LINDSAY ZOLADZ, New York Times

POP/ROCK

DeYarmond Edison, "Epoch" (Jagjaguwar)

Bon Iver didn't come out of nowhere. Before he started that project, Justin Vernon was in DeYarmond Edison, a pensive, folky but exploratory band that made two albums before splitting up; other members formed Megafaun. DeYarmond Edison — Vernon's middle names — delved into folk, rock, minimalism and bluegrass, learning traditional songs but also experimenting with phase patterns. It made two studio albums and left behind other songs, including "Epoch." This extensively annotated boxed set includes songs from Mount Vernon, DeYarmond Edison's jammy predecessor, along with DeYarmond Edison's full second studio album, unreleased demos, intimate concerts, collaborations outside the band and Vernon's 2006 solo recordings.

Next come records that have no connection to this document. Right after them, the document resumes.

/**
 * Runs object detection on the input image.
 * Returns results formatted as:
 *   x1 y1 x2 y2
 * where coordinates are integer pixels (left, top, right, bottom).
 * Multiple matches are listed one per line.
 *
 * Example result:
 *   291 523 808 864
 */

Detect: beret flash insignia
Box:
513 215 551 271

It's a chronicle that opens up the sources of a style getting forged.

JON PARELES, New York Times

The Who, "Who's Next/Life House" (Geffen)

Pete Townshend had vast ambitions for The Who's studio follow-up to the rock opera "Tommy," but cooler heads prevailed and it was cut back to a concept-free single album: "Who's Next," a pinnacle of the band's career. In 1970, long before the internet, Townshend envisioned "Life House" as a high-tech parable about ecological disaster, tyranny, virtual entertainment and the healing communal power of live rock music, which he wanted to generate with crowdsourced information from concert workshops. He also leaped into early synthesizer technology. Townshend never quite let go of "Life House"; he has released parts of it on solo collections, and this year he also collaborated on turning its story into a graphic novel. This exhaustive boxed set unites "Who's Next" with the whole painstaking process before it — demos, instrumentals, discarded songs with elements that would resurface elsewhere and variations and ferocious live workshop concerts at small theaters along with spatialized Blu-ray remixes. It's a deep dive into Townshend's intense, convoluted creative efforts. The extended instrumental versions of the electronics-driven "Baba O'Riley" are spectacular; so is the live, muscular and metaphysical "Time Is Passing."